Tua voz, não querer chegar ao meu ouvido?
Não faz sentido.
O calor que eu sei que vem daí,
Querer extinguir-se por si?
Não, não faz sentido.
Querer apagar um belo capítulo ainda não redigido?
Pra mim, não faz sentido.
Querer evadir-se, depois de ter me invadido?
Não faz nenhum sentido.
Ouvir a voz da consciência, com conceito pelos outros concebido?
Pra mim não faz o menor sentido.
Derrotar-se pelo medo de um futuro
Que como futuro, ainda, não foi vivido?
Não faz sentido.
Não faz sentido querer explicar com palavras
Os calafrios que tenho sentido,
Os sonhos que à noite tenho,
As frustrações de ser repelido.
Não faz sentido.
Querer acostumar-me com a desolação do lugar,
De onde vim, e pra onde sei que serei banido.
Na verdade, nada, nada disso faz sentido.

domingo, 19 de junho de 2011

"Não deixe pra depois"

Sou fiel ao que sinto.
O hoje, entendo e vivo como uma dádiva,
Um presente.
Inane, deixo o futuro para que o destino o preencha.
Sendo assim, preciso amar, viver, dizer agora,
Sem pensar que ainda há tempo.
O tempo, a cada instante
Vai deixando de existir.

"Chove"

Chove,
Lembro-me de você,
Do calor do teu corpo em minhas mãos,
Da maciez e do aconchego do teu colo,
Dos teus carinhos em meu rosto,
Dos teus olhos fechados
E tua face demonstrando prazer.
Quero,
Sentir e te fazer sentir
Tudo outra vez
E outra, e outra, e outra, até...
Não poder mais,
Entretanto, estamos apenas no começo
De um amor que é só nosso
E que cresce, regado pela chuva de sentimentos
Que não me deixa um só instante te esquecer.
Chove,
Lembro-me de você.

sexta-feira, 17 de junho de 2011

"E se o apocalipse fosse amanhã, qual seria seu pedido?"

Perguntaram-me isso outro dia, sou sincero ao dizer, não acredito que de hoje para amanhã, alguma coisa fosse realmente mudar em minha vida. Meu abraço mais terno, já foi dado, meu carinho mais sutil, já foi sentido, minha palavra mais doce, já foi direcionada e o sentimento de amor que há em mim, já foi revelado. Sou convicto de que apenas um pedido faria toda a diferença. Pediria aos Deuses, que me concedessem mais tempo, pois só o tempo me permitirá viver o que quero e ainda não consegui.

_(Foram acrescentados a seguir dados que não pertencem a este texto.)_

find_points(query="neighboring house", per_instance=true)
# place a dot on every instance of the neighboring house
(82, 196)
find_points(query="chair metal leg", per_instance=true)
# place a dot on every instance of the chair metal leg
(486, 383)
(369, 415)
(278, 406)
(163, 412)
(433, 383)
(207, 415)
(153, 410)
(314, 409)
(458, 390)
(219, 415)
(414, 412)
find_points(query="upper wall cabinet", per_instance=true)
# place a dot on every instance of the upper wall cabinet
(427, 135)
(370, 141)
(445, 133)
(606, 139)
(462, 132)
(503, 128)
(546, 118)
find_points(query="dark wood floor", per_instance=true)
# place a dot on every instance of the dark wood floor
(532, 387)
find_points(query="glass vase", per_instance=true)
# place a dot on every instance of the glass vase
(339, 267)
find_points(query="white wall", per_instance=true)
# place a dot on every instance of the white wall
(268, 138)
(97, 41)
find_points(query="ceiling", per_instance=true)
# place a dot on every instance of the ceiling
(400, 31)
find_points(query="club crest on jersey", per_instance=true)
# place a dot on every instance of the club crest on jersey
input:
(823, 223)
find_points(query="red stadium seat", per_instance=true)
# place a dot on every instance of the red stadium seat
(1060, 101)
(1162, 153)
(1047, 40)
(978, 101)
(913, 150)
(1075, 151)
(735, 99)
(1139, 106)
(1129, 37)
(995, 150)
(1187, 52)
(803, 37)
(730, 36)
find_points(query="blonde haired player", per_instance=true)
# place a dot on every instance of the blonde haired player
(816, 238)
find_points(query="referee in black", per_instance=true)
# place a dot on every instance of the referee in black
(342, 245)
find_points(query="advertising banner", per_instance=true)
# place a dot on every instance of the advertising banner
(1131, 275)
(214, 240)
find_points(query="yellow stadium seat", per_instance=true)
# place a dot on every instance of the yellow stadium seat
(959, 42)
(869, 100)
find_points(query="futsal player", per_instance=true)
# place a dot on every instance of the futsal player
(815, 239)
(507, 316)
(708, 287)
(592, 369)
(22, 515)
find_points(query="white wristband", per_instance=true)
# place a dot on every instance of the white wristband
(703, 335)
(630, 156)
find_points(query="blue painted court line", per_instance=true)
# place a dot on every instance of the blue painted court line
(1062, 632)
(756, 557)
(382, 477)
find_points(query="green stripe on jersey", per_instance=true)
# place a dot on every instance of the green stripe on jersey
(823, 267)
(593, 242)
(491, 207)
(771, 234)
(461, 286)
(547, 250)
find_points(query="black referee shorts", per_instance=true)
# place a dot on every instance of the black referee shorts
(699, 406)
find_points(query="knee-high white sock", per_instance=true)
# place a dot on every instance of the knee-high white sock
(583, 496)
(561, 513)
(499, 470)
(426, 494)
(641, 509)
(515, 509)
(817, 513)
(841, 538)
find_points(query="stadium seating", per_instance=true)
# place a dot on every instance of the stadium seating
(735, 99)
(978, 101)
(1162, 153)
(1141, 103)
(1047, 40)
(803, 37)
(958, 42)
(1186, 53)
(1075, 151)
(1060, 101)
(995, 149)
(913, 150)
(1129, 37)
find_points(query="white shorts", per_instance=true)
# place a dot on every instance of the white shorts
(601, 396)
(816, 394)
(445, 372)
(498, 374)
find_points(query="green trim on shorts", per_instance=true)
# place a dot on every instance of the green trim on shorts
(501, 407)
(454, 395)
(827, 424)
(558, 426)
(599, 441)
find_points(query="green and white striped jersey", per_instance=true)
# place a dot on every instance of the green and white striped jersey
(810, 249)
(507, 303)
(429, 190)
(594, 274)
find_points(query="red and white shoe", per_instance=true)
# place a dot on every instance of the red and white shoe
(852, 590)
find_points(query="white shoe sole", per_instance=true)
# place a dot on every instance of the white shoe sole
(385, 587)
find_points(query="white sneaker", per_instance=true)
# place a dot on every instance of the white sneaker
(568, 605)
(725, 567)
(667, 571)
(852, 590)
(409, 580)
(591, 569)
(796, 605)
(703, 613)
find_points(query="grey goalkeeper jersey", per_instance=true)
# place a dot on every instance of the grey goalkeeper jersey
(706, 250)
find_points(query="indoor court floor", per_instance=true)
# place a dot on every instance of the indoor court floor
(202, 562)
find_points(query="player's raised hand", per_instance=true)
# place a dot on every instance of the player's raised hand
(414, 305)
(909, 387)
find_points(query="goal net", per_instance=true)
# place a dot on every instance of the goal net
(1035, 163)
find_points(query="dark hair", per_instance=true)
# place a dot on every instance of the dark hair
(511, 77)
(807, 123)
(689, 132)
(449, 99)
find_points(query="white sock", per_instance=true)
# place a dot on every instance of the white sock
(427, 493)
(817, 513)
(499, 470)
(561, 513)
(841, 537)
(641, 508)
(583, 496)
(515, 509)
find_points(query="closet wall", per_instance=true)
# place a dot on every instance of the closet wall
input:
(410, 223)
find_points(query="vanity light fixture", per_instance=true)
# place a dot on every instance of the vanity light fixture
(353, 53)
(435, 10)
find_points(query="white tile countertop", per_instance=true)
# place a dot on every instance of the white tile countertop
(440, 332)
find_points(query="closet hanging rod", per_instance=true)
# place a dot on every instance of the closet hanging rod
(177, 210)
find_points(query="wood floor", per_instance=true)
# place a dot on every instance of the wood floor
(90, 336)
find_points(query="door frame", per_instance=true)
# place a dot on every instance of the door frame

quinta-feira, 9 de junho de 2011

"Calor"

Só quem já teve a oportunidade de aquecer-se diante de uma fogueira em noite fria, sabe do encanto que é contemplar o fogo, sabe da força que ele tem quando alimentado, tem consciência das sensações que as chamas irradiam, consegue ver a luz e o movimento das sombras proporcionado por ela, e percebe a falta que fará ao extinguir-se. Comparo essa relação entre fogueira e aquecido, com o amor e seu hospedeiro. Tenho em mim esse hospede, e procuro alimentá-lo. Recebo sua luz e tento refleti-la. Sinto as sensações causadas por ele, e coloco-as em canções, em textos, simplesmente para compartilhar. É essa minha proposta ao criar esse blog, minhas percepções sobre a vida, letras, explicações sobre canções, estarão aqui postadas para quem possuir interesse. Convido aos amigos que conheçam meu trabalho e reflitam sobre ele. Obrigado.